Announced today (October 11, 2017) by the Federal Health Minister, the Hon Greg Hunt MP, the Centre will accelerate new drugs to treat malaria and train the next generation of experts in Australia and overseas.

The centre will bring together existing research groups across Australia and in Myanmar, Papua New Guinea, Malaysia, Indonesia and elsewhere, which are already providing high-level advice to the Bill and Melinda Gates Foundation, World Health Organisation, NIH and the Wellcome Trust.

The Director of the Doherty Institute, University of Melbourne Professor Sharon Lewin, said malaria affects more than 200 million people worldwide.

“This is a critical moment in research on malaria: nearly half the world’s population is at risk of infection, and more than 70 per cent of malaria deaths are of children aged under five.

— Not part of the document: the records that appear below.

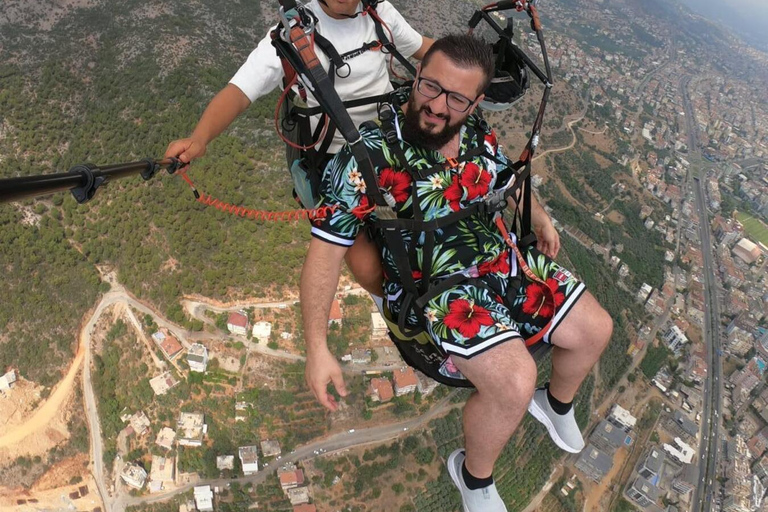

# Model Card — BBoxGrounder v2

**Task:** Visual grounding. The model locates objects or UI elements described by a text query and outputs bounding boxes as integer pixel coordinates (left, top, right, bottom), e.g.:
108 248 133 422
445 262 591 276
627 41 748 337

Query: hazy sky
682 0 768 45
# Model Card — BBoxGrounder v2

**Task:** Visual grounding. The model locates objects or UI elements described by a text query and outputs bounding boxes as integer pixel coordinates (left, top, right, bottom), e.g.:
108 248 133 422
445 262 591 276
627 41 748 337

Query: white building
216 455 235 470
120 464 147 489
608 404 637 432
663 325 688 352
237 446 259 476
0 370 16 391
176 412 208 446
371 311 388 339
187 343 208 373
662 437 696 464
149 455 174 493
155 427 176 450
194 485 213 512
637 283 653 303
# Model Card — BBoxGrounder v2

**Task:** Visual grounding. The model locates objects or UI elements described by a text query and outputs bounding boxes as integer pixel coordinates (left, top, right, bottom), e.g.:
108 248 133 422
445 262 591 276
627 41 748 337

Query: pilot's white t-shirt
230 0 422 153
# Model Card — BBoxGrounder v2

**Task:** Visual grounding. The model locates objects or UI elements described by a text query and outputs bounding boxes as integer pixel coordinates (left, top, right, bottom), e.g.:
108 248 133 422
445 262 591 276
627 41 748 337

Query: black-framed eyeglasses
416 77 477 112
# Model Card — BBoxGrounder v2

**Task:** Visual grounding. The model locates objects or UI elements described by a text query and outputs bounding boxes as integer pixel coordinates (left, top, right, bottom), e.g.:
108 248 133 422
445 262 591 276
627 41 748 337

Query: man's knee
453 338 538 407
552 292 613 353
478 348 538 406
344 234 384 295
592 301 613 353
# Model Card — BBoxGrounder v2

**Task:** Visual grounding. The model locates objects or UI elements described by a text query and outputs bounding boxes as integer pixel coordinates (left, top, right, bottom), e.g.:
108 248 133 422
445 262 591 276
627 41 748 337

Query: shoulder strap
363 0 416 76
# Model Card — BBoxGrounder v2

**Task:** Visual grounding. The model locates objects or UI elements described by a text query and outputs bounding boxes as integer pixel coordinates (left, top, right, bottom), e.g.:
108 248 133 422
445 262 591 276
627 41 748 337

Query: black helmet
480 37 531 112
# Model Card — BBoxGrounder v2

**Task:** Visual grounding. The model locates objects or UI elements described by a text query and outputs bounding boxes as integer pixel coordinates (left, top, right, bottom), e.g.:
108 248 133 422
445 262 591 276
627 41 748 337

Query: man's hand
533 215 560 259
165 137 207 164
304 349 347 411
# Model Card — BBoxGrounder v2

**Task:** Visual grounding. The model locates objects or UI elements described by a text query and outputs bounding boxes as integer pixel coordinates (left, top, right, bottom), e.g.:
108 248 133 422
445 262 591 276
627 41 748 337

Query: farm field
736 212 768 246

“All the countries in our region have committed to eliminating malaria by 2030, and this centre will be developing the tools, tests and treatments we need to achieve this goal, with a focus on ideas that can be quickly tested where they are needed the most.”

University of Melbourne Professor Stephen Rogerson at the Doherty Institute – who will lead the centre and is one of 10 chief investigators – said priorities would include developing better tests and drugs, and understanding more about drug resistant parasites.

“A major challenge in malaria is that we don’t have good information about who has it, because the existing tests are cumbersome and expensive, so one priority is to develop simple, accurate tests that can be used in villages.”

“In South East Asia, our frontline antimalarial drugs are losing their effectiveness, with devastating consequences for local people, especially children under five, travellers, and armed forces personnel.”

“This centre will bring together many of Australia’s leading malaria researchers, as well as industry partners such as CSIRO, and train up a new generation of experts here and overseas in disease elimination, whose skills will be transferable to other challenges, like HIV, TB, Zika virus and influenza.”